XI

VIGILANCIA

ALGUNOS soldados de Espartero habían entrado en nuestra casa a saquearla. Yo les quise convencer de que respetaran el dolor de la madre que tenía una hija muerta, pero no estaban ya para oírme y me presenté a don Ventura Barcaiztegui. Le dije cómo me había mandado el ministro a enterarme de lo que pudiera ocurrir en la ciudad sitiada y cómo trabajé por la deserción de los carlistas y estuve preso. Barcaiztegui me trató con grandes consideraciones.

—Si necesita usted algo, dígamelo usted.

—Yo no necesito nada. Únicamente quisiera que hoy no nos molestaran los soldados en la casa.

—No les molestarán.

—Como tenemos que enterrar a la niña, desearía que nos diera facilidades para entrar y salir del pueblo. El cementerio está extramuros, cerca de la puerta del Estudio.

—Todo eso es muy lógico, yo daré las órdenes en seguida.

Viéndole propicio, añadí:

—El amo de la casa está prisionero y si lo llevan a Zaragoza, como dicen, supongo que su mujer y su cuñada querrán verle, así que si pudiera usted darme un salvoconducto para las dos hermanas le agradecería mucho.

—Nada; todo se hará.

Barcaiztegui me lo envió al día siguiente que enterramos a la niña. La casa había quedado triste; el canónigo Llorens y el padre Escorihuela desaparecieron; probablemente estarían prisioneros.

Yo me quedé solo, como huésped. Presencié la entrada de los liberales en el pueblo, que hicieron alguna que otra barrabasada. Se dijo que los soldados de Espartero se llevaron los cálices de la iglesia arciprestal. No sé qué habría de verdad en ello.

Yo pensé escribir una carta a nuestro Poncio, contándole detalles de lo ocurrido, pero como temía que la interceptasen la escribí con tinta simpática en un pedido comercial, la envié luego y supe que había llegado a su destino.

Unas semanas más tarde, el coronel don Miguel Osset, que era de Cantavieja, me llamó a la casa de Piquer de la plaza del Estudio, y me sometió a un interrogatorio.

—¿Usted ha escrito algo a Madrid de lo que ha podido ocurrir en el pueblo? —me dijo.

—Yo, no señor.

—¿Sospecha usted de alguien?

—No sospecho de nadie.

—¿Usted ha estado empleado en Madrid por Pita Pizarro?

—Sí, señor.

—Está bien. Mientras esto se aclara, no se le ocurra salir del pueblo, porque será usted detenido.
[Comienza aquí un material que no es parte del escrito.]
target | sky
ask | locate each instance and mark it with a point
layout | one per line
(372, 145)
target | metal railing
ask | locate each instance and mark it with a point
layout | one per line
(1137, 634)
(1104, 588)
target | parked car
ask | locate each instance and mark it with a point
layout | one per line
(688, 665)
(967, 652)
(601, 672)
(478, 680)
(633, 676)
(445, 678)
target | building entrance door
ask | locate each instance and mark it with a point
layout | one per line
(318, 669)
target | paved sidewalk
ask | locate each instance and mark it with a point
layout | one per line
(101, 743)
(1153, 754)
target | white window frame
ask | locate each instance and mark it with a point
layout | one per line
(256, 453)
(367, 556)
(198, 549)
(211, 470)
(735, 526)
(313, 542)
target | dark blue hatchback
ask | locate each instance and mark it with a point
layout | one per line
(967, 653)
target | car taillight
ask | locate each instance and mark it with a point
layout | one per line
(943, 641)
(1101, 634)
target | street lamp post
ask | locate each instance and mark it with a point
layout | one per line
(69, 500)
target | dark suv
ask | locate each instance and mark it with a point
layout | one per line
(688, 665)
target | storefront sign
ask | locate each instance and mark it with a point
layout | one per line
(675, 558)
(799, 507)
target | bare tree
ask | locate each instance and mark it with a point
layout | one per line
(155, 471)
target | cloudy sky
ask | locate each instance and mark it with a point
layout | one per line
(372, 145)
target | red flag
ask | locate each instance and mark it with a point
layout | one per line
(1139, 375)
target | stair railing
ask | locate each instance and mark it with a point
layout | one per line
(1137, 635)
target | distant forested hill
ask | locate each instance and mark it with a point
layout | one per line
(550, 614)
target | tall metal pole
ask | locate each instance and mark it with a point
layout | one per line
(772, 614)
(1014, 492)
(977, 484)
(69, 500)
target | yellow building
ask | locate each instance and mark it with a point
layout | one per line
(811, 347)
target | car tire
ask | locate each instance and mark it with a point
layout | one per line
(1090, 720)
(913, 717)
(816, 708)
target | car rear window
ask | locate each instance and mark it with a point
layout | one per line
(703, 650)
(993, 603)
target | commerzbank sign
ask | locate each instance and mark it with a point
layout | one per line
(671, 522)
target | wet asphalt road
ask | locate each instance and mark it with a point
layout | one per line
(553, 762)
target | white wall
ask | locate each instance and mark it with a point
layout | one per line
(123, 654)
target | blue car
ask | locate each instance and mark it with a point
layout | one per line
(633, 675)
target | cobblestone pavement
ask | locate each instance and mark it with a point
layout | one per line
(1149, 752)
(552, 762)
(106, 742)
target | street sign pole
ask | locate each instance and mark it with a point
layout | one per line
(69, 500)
Sospechaban de mí. Volví a casa y conté a Marieta y a su hermana lo que me ocurría. El patrón de la casa había sido enviado prisionero a Zaragoza. Por lo que me dijeron, no lo pasaron muy bien en el camino.

En Monroyo no les ocurrió nada, pero en Alcaraz y en Hijar fueron insultados y en Zaragoza, al pasar por las calles del pueblo, para ir a la Aljafería, estuvieron a punto de ser maltratados.

A los pocos días me preguntó Marieta:

—¿Y el asunto de usted, cómo va?

—Sospechan de mí. No sé si querrán prenderme.

—Tome usted el mulo de casa y escápese usted a Alcañiz. Allá puede usted dejar la caballería en casa de unos conocidos. De Alcañiz se puede usted marchar a Zaragoza y luego a Francia.

—No; me parece mejor esperar aquí. Indudablemente, en el campo y no conociendo la comarca, tiene que ser la huida peligrosa.

La casa estaba vigilada. Yo pensaba que los liberales no me iban a prender y a fusilarme sin más explicaciones.

Marieta se mostraba llena de inquietud con mi suerte, resuelta a todo para salvarme y se decidió a ir en mi compañía. Su hermana se quedaría en casa con la Rosenda y el tío Sento. Desde la entrada del ejército liberal venían a Morella carros y caballerías con verduras y frutas de la costa valenciana, y con trigo y vino de la parte de Aragón.